Deutsche Bank: AI Can Be a Game Changer for Treasurers

Innovation should be applied wherever there is a pain point.

This is particularly true when it comes to the enterprise treasury function, where technology stacks are becoming more advanced than ever.

Treasurers today must be more agile in decision-making, Claudia Villasis-Wallraff, head of data driven treasury at Deutsche Bank, told PYMNTS.

“Companies need to adopt new technology,” she said. “And with this, I not only mean adopting API connectivity, but also cloud functions and artificial intelligence.”
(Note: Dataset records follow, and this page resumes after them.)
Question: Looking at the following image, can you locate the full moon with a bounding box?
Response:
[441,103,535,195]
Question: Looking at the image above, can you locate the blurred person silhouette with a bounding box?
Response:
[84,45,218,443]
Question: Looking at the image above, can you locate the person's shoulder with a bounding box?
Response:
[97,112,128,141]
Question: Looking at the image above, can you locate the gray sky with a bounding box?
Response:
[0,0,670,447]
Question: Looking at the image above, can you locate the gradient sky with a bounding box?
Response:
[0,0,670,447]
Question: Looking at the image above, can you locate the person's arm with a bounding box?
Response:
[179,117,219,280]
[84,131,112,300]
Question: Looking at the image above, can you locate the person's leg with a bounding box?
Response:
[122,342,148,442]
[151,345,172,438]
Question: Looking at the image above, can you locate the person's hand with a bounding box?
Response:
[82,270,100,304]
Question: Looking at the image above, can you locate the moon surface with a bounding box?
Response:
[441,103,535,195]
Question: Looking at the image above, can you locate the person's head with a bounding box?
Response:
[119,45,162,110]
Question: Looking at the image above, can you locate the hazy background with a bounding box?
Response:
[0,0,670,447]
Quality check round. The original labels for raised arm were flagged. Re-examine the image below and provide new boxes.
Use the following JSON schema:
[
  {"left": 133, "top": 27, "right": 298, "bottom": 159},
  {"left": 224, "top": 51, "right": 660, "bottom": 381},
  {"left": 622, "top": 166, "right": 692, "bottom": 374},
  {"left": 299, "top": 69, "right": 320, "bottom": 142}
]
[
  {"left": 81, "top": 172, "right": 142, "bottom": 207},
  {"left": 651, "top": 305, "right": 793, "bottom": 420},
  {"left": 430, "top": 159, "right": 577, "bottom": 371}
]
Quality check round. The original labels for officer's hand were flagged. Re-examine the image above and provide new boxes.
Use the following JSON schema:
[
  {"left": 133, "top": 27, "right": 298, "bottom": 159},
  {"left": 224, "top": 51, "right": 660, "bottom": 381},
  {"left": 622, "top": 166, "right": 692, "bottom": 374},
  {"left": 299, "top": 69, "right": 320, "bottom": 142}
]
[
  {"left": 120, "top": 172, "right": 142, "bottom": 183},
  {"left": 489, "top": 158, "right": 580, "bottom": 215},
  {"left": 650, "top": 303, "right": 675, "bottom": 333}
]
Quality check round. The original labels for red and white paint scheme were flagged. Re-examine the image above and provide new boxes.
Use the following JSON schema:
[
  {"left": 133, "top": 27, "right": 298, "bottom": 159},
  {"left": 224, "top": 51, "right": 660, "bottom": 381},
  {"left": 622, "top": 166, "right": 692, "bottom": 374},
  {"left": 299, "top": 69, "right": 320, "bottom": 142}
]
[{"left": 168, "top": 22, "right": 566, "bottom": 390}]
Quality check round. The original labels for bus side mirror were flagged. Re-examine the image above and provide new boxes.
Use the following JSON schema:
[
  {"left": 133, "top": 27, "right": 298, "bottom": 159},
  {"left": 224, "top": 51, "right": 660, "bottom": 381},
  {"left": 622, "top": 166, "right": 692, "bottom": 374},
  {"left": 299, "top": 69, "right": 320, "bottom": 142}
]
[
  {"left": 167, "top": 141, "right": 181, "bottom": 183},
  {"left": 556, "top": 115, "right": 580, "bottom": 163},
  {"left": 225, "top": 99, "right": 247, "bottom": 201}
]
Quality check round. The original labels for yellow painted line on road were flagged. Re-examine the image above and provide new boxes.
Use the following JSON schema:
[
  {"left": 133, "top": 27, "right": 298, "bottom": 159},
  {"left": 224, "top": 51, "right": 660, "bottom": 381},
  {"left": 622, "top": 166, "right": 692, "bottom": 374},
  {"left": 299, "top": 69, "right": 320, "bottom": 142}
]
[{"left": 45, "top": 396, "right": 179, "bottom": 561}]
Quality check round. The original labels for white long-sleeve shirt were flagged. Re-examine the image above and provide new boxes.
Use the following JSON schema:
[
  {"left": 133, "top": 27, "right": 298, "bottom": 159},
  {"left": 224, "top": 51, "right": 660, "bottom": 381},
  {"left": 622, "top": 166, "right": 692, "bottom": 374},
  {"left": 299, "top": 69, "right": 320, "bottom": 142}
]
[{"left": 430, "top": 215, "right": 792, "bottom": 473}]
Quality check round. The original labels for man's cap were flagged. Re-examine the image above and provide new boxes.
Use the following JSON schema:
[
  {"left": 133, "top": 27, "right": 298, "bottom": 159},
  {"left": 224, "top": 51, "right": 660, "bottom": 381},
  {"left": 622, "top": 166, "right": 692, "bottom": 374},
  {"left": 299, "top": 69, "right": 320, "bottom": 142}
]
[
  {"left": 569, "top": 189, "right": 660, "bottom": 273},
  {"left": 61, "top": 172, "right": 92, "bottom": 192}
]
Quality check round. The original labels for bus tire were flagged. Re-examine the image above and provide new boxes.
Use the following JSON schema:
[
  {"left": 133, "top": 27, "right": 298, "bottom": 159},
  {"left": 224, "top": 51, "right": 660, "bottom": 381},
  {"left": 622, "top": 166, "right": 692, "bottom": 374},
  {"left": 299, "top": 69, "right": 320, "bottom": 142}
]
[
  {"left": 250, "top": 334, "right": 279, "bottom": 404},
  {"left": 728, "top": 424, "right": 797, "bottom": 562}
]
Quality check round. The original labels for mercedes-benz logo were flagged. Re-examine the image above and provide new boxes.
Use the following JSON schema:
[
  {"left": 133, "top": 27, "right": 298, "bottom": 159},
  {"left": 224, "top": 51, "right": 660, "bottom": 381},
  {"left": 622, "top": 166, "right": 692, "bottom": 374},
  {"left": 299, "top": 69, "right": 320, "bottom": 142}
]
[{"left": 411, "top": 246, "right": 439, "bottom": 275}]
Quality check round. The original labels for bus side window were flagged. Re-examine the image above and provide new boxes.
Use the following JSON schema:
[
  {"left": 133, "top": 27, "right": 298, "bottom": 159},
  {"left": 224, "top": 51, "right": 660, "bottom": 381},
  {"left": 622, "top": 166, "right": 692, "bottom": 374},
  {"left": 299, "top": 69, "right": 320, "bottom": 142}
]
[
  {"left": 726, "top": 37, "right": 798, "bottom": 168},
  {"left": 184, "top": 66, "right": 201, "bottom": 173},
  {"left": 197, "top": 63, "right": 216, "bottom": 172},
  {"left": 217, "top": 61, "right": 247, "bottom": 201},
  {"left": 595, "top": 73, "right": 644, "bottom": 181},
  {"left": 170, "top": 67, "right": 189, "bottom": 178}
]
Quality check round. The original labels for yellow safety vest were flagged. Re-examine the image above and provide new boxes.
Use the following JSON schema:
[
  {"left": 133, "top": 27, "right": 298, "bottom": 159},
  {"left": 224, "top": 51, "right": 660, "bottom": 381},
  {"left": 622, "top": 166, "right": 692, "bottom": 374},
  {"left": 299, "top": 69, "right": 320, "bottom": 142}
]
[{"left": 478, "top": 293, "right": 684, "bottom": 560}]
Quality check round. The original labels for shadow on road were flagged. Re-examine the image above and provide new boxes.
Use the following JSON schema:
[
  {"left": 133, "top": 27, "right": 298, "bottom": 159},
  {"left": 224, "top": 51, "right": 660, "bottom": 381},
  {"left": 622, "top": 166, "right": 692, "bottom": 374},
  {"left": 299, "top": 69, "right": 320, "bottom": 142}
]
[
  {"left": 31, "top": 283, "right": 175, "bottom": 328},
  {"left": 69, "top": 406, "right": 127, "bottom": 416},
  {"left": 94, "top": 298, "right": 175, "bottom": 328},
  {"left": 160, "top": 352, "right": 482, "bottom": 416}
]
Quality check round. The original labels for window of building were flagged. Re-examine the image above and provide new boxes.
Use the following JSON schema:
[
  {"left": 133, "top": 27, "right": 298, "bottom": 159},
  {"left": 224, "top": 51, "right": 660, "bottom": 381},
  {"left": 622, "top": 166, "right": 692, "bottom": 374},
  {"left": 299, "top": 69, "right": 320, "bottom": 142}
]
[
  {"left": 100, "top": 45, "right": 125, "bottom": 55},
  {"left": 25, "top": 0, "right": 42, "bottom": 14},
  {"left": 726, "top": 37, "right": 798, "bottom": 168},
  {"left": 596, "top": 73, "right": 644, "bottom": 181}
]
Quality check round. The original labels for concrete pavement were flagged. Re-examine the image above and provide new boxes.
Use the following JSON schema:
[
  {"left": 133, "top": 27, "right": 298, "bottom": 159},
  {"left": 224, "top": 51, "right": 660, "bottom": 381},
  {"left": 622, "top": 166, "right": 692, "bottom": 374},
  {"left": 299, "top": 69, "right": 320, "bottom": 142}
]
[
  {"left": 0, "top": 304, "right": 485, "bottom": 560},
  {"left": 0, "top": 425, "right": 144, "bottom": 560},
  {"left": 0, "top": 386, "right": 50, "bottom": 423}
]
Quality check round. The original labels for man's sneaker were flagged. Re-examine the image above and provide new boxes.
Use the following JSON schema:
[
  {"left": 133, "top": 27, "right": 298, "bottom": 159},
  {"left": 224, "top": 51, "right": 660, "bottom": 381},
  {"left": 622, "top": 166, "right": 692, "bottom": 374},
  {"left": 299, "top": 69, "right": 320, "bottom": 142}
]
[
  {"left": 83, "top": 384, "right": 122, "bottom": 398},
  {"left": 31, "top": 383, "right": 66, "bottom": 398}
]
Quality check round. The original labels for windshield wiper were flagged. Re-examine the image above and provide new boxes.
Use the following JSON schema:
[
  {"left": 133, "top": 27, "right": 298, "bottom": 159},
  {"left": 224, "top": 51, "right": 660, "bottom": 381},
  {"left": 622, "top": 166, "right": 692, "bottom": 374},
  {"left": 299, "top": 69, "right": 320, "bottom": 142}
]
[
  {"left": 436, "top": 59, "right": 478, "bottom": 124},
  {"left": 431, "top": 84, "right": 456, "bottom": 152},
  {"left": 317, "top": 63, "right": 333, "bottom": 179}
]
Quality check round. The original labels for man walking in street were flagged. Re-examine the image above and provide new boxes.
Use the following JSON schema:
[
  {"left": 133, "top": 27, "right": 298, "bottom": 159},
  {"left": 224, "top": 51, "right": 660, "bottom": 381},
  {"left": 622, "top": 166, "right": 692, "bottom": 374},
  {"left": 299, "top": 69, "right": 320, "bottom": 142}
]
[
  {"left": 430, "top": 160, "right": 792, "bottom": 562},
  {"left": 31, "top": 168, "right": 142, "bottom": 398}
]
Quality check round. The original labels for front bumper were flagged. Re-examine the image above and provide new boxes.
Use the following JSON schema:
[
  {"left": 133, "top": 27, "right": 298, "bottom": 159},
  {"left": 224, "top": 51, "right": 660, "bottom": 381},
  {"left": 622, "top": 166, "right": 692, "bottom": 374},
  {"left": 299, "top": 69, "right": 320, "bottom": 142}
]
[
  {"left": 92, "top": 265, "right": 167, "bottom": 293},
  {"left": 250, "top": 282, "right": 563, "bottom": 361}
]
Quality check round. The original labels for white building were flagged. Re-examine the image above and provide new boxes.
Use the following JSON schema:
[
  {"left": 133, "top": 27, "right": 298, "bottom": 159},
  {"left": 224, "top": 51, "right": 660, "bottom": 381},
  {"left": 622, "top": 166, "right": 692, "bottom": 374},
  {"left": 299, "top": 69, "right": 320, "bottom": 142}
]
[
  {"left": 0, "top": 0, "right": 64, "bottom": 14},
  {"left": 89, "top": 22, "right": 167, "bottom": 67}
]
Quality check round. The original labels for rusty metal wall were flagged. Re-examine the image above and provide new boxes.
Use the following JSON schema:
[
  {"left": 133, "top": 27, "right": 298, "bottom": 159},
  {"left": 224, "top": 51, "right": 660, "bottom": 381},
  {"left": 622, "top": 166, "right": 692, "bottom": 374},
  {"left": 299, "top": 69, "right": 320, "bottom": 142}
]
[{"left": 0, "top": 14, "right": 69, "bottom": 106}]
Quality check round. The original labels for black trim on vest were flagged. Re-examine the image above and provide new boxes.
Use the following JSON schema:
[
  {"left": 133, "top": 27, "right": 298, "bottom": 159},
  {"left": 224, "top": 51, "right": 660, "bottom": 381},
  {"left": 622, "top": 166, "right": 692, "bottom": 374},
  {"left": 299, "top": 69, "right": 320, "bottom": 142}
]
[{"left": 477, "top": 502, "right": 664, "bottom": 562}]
While treasury management systems (TMS) and enterprise resource planning (ERP) systems have traditionally been focused on operational tasks like accounting and financial instrument valuation, the dynamic macro backdrop and ongoing rate environment have transformed the calculus around effective treasury management and opened a new horizon of opportunity and investment for businesses.

Existing treasury management programs frequently fall short in aiding the kind of treasury decision-making that is necessary to capture the growth opportunities today’s environment entails.

As Villasis-Wallraff pointed out, onboarding an entity or a bank account in a TMS requires effort from multiple departments, often leading to decisions based on partial information. This scenario underscores the need for modern treasurers to adopt new technologies that can provide comprehensive, real-time data and insights.

The Impact of AI on Treasury Functions

Still, for treasurers, more data does not necessarily translate into better cash flow forecasting or decision-making — and that’s where the role of AI comes in.

One of the most significant applications of AI in treasury is in cash flow forecasting, specifically direct forecasting, Villasis-Wallraff explained, noting that AI-driven models can predict when clients are likely to make payments by analyzing past behavior and market variables.

This capability extends beyond forecasting; AI can also empower treasurers in deploying recommendation models to make more efficient funding, hedging and investment decisions, she added. These models can align with a company’s risk appetite and policy parameters, offering tailored recommendations that enhance decision-making processes.

But that’s not all AI can do. Villasis-Wallraff highlighted another critical, yet less discussed, use case: the categorization of bank transactions. AI can automate the identification of transactions as operational or non-operational, or salaries, taxes or payments to vendors. This automation can streamline treasury operations, allowing treasurers to focus on more strategic tasks.

The Path Forward for Treasury Teams

While AI offers substantial benefits, integrating it into treasury workflows is not without challenges. One of the primary hurdles is the quality of data, as well as the engineering and technical resources to activate that data. As Villasis-Wallraff put it regarding data quality, firms must be aware that “garbage in equals garbage out.”

Treasurers need to start structuring and collecting high-quality data to ensure accurate and reliable AI model outputs in the future. This data-driven approach may require a cultural shift within organizations, where both finance and technology teams need to work collaboratively.

For AI to truly transform treasury functions, C-level executives must recognize the potential return on investment that these technologies can bring. Villasis-Wallraff explained that as interest rates shift and instant payments become more prevalent, the demands on treasury teams will increase — a situation that companies need to get ahead of now by investing in education and fostering a closer alignment between technology and finance teams.

“Shareholders and the C-level are going to start asking more and requesting more from their treasury teams,” she said, adding that looking ahead, the ability to create operational cash flow forecasting without manual intervention will be a game changer for treasury teams.

It’s a future that Deutsche Bank is at the forefront of creating, Villasis-Wallraff said, by working closely with clients to develop and implement AI-driven solutions for cash flow forecasting and transaction categorization.